The successes of Fidel’s revolution in 1959 teaches us many things and that is why we are obsessing about it. Cuba stood up to the US, their close neighbour and the most powerful country in the world. Despite constant threats, an invasion in 1961 and a full economic blockade since 1962 which even prevented US citizens travelling to Cuba, Fidel developed a country which had the best living conditions in Central America.
He built a society which has noticeably more racial equality than the US. I noticed this suddenly in a small village barber’s on my one visit there and it was a shock because it made me realise that in our countries black people always have about them an awareness of their otherness — even of their relative disadvantage.
Because of these achievements President Higgins spoke for me and for many Irish people in his lament for Fidel last Saturday. Without a doubt Castro was responsible for human rights abuses. But his alliance with the Soviet Union and Soviet-style repression was a function of Cuba’s strategic importance to a very aggressive neighbour which is still responsible for the main human rights abuses occurring on Cuban soil, in Guantanamo Bay.
My father Jack White wrote from Havana in 1960 in an article I discovered by chance yesterday: “I am not yet convinced that the leaders of Cuba want to surrender their independence for the sake of a marriage with Moscow. They have been led dangerously far along this road, I feel, by an excess of anti-Americanism, just as some Irishmen would have adopted Germany as an ally against Britain.” His hope was that America’s economic sanctions against Cuba would be found to be illegal because their aim was political change and America would withdraw them. What has happened instead is that the US has ignored the criticism of the UN and has continued the embargo.
— Irish Examiner (@irishexaminer) November 29, 2016
The resulting reliance on the Eastern Bloc was exposed when the Bloc collapsed, leaving Cuba isolated and struggling to survive. While Fidel’s successes teach us many things, so do his failures. They teach us that no country is an island in more than geographical terms. No country can survive on its own but must find allies and trading partners. The smaller a country is the more it needs others.
This is as true for Ireland as it is for Cuba and it means there are no easy answers. It is the reason for the many compromises Ireland has had to make to stay in the euro, for instance, much decried by Ireland’s many megaphone Fidelistas currently dusting off their Bolshevik boots for a winter of discontent over a small charge for wasting water.
Left on its own after the collapse of the Eastern Bloc Cuba threw open its doors to euros and Canadian dollars in the form of tourism and this has unhinged the economy. You only have to sit for a while on the terrace of one of Havana’s old colonial hotels,where once the Mafia which ran Cuba as a money-laundering outfit, before you are approached by a Cuban offering you his body and soul for a few euro.
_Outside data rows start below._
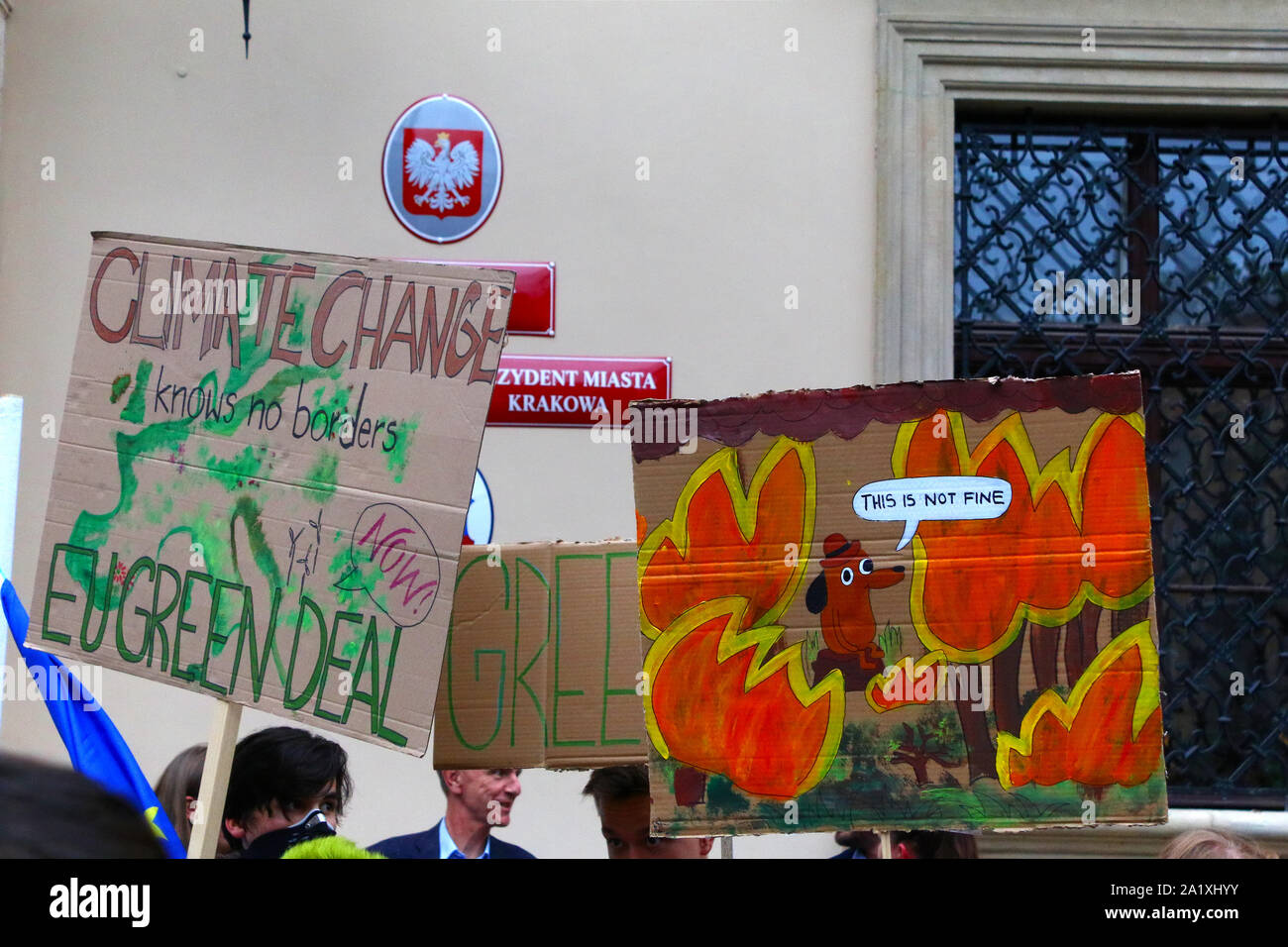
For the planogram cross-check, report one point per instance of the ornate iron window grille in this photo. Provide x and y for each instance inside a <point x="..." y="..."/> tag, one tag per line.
<point x="1199" y="215"/>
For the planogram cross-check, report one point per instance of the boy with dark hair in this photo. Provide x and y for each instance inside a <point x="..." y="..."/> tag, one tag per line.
<point x="286" y="787"/>
<point x="622" y="800"/>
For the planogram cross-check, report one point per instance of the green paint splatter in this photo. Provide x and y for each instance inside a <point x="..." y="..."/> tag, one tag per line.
<point x="321" y="476"/>
<point x="133" y="410"/>
<point x="119" y="384"/>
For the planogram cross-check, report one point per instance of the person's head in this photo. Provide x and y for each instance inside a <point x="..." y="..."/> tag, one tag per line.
<point x="1214" y="843"/>
<point x="932" y="845"/>
<point x="51" y="812"/>
<point x="278" y="777"/>
<point x="622" y="800"/>
<point x="176" y="791"/>
<point x="481" y="796"/>
<point x="866" y="841"/>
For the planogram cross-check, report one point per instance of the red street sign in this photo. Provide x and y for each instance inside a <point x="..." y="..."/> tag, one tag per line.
<point x="532" y="311"/>
<point x="567" y="390"/>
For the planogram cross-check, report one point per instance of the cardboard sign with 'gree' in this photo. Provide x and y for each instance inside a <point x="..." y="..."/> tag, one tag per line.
<point x="263" y="472"/>
<point x="921" y="605"/>
<point x="542" y="664"/>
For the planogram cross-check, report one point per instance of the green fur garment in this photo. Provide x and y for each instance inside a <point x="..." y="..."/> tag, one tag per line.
<point x="331" y="847"/>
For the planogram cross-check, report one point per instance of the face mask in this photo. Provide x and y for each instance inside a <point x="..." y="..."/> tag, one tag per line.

This relative disadvantage demeans Cuba and the Cubans. What Cuba needs in the wake of Fidel’s death, is the restoration of trade with the US and the withdrawal of the US from its soil. Cubans deserve democracy as much as the rest of us but we all deserve free healthcare and education and a more equal society living within its means and those of the planet. Before we lambast Fidel we would do well to remember that Cubans may look across the Florida Straits at orange hair and wonder if democracy’s all it’s cracked up to be.